FIG. 3 is a cross-sectional view of a getter structure applied to an embodiment of the present invention.

FIG. 4 is a cross-sectional view of a getter structure applied to two embodiments of the present invention.

FIG. 5 is a sectional view showing a modification of the getter structure according to the present invention.

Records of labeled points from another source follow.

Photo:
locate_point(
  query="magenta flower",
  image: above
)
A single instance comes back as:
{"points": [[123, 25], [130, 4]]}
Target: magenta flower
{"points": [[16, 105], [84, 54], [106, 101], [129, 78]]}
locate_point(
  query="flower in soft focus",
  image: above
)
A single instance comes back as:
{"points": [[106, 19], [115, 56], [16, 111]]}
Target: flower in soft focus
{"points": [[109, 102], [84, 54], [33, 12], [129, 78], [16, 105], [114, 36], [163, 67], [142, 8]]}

FIG. 6 is a graph comparing the amount of change in thermal drift between the embodiment of the present invention and the prior art.

[Explanation of symbols]

 DESCRIPTION OF SYMBOLS 1 CRT 2 Aluminum film 3 Panel 4 Flame 5 Shadow mask 6 Funnel 7, 7a, 7b, 7c Getter 8 Electron gun 9 Getter container 9a Cup 9b Ring-shaped part 10 Ba material 11 High-temperature deposition material 11a Low-temperature deposition material

──────────────────────────────────────────────────続 き Continued on the front page (58) Fields surveyed (Int.Cl. ⁶ , DB name) H01J 7 / 18,9 / 22,9 / 39,29 / 07,29 / 28,2 9 / 94,31 / 20

Claims (3)

(57) [Claims] 1. A step of assembling a getter (7) packed with a getter material comprising a Ba material (10) and a predetermined vapor deposition material into an electron gun (8) via a getter antenna (A), and a shadow mask. After the panel (3) to which (5) is fixed is sealed with a funnel (6) and a frit, the getter (7) assembled to the electron gun (8) is placed inside the funnel (6) of the cathode ray tube (1). Sealing, evacuating the residual air in the cathode ray tube (1), and then sealing; heating the getter (7) with a high frequency to increase the degree of vacuum in the cathode ray tube (1) to obtain a Ba substance ( a step of evaporating 10), evaporates from the Ba material (10) at a constant vacuum level
Heating a predetermined temperature with a high-frequency heating means in order to deposit a deposition material comprising a difficult high-temperature deposition material (11) on at least the surface of the aluminum film (2). color Blau <br/> down tube Manufacturing method. 2. The method of claim 1, wherein the high-temperature deposition material is a Mn material. 2. The method of claim 1, wherein the thermal deformation of the shadow mask is minimized. 3. The method according to claim 1, wherein the vapor deposition material is heated and evaporated during an evacuation stage of the cathode ray tube.
3. A method for manufacturing a color cathode ray tube for minimizing thermal deformation of a shadow mask according to item 1.